On Friday June 26, 2015, El/La Para TransLatinas worked with the San Francisco Trans March for their 12th annual Trans March. Additionally the organization was featured in a news segment by the popular US-based Latino and Spanish TV channel, Univision on November 19, 2015. This marked a significant step as they were acknowledged as a legitimate organization by the conservative Latino community. A significant feature found within the organization's website is the presence of both English and Spanish in each individual section. This feature was highlighted within the article "Trans Latinas: You're not your mother's little boy anymore" from a Berkeley journalism article from UC Berkeley's Graduate School of Journalism, wherein the issue of a language barrier is brought up.

In 2023, El/La Para TransLatinas was engaged in a Community Based Participatory Research Project around Advance Care Planning, helping TransLatina elders discuss medical decision making and end of life care, issues that have specific impact for those who may have complicated relationships with families of origin.. The study concluded that after attending workshops, participants felt better informed and better able to communicate their wishes to those around them and advocate for their own needs.

== Nominations and awards ==
In 2017, El/La Para TransLatinas was nominated for the award Organization Grand Marshal which is recognized in San Francisco's Annual Pride Parade. This award nominates people and organizations that have made significant contributions in the LGBT community.
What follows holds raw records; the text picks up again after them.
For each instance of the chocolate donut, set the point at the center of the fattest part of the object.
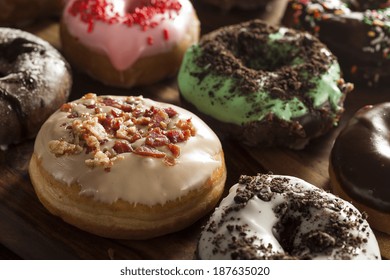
(360, 164)
(356, 31)
(34, 81)
(272, 217)
(22, 12)
(264, 85)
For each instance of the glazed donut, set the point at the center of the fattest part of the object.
(357, 32)
(131, 42)
(240, 4)
(264, 85)
(21, 12)
(127, 167)
(360, 164)
(35, 80)
(281, 217)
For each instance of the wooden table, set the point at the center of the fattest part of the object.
(28, 231)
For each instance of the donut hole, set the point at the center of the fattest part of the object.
(297, 235)
(267, 56)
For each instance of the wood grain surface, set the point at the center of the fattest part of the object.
(29, 231)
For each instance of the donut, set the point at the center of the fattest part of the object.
(22, 12)
(128, 43)
(359, 164)
(272, 217)
(35, 81)
(357, 32)
(240, 4)
(263, 85)
(127, 167)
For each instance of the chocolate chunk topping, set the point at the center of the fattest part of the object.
(245, 53)
(309, 222)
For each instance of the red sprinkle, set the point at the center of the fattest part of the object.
(91, 11)
(149, 40)
(166, 34)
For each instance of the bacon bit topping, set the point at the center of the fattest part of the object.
(92, 11)
(121, 125)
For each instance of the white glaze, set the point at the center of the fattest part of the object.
(135, 179)
(124, 45)
(259, 219)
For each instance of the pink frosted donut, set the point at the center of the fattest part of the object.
(128, 42)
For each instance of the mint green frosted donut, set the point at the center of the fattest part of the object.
(259, 79)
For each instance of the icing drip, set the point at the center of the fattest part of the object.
(282, 217)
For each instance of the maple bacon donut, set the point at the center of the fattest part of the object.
(264, 85)
(128, 43)
(127, 167)
(272, 217)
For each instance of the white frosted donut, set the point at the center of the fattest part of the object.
(282, 217)
(128, 42)
(127, 167)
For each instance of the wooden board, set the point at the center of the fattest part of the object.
(28, 231)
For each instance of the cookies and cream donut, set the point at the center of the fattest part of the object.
(127, 167)
(356, 31)
(283, 217)
(360, 164)
(128, 42)
(35, 80)
(264, 85)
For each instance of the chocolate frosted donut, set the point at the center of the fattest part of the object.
(34, 82)
(360, 164)
(357, 31)
(281, 217)
(264, 85)
(19, 12)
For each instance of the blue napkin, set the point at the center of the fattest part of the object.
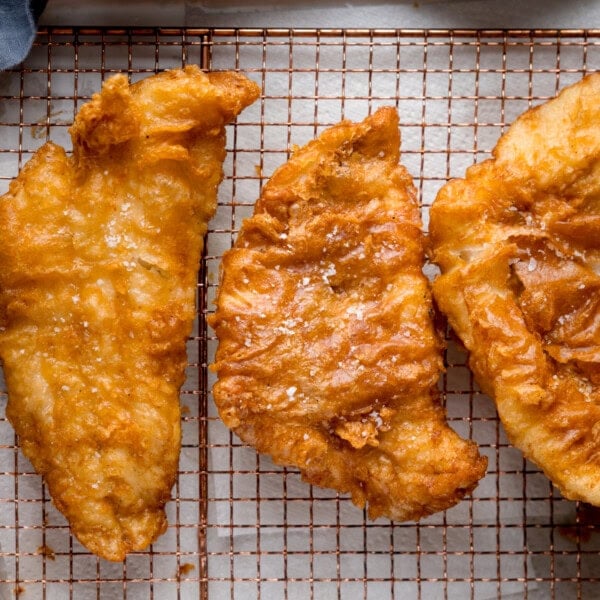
(18, 27)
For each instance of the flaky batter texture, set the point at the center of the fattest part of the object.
(518, 243)
(98, 266)
(328, 359)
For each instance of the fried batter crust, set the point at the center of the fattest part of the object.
(328, 359)
(517, 241)
(98, 267)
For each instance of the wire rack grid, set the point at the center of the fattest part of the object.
(241, 527)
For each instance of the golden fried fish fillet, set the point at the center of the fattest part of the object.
(328, 359)
(518, 243)
(98, 267)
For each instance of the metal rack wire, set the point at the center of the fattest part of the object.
(240, 526)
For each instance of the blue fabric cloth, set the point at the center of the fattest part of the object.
(18, 26)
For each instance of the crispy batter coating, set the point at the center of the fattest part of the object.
(328, 358)
(518, 243)
(98, 267)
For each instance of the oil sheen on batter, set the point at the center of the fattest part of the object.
(328, 358)
(98, 266)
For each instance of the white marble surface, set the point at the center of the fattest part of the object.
(329, 13)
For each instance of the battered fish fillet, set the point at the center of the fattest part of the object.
(98, 266)
(328, 359)
(518, 243)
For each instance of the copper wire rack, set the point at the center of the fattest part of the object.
(241, 527)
The winner of the Organization Grand Marshal is selected by the public via online voting.

In 2013, El/La Para TransLatinas was recognized and awarded a $200,000 grant by the San Francisco Human Rights Commission for their anti-violence work.

In 2021, El/La Para TransLatinas received the Grassroots Leadership Award, as part of the 2021 Immigrant Leadership Awards presented by the San Francisco Immigrant Rights Commission.

In 2021, Nicole Santamaría, Executive Director of El/La Para TransLatinas, served as a 2021 San Francisco Pride Community Grand Marshal.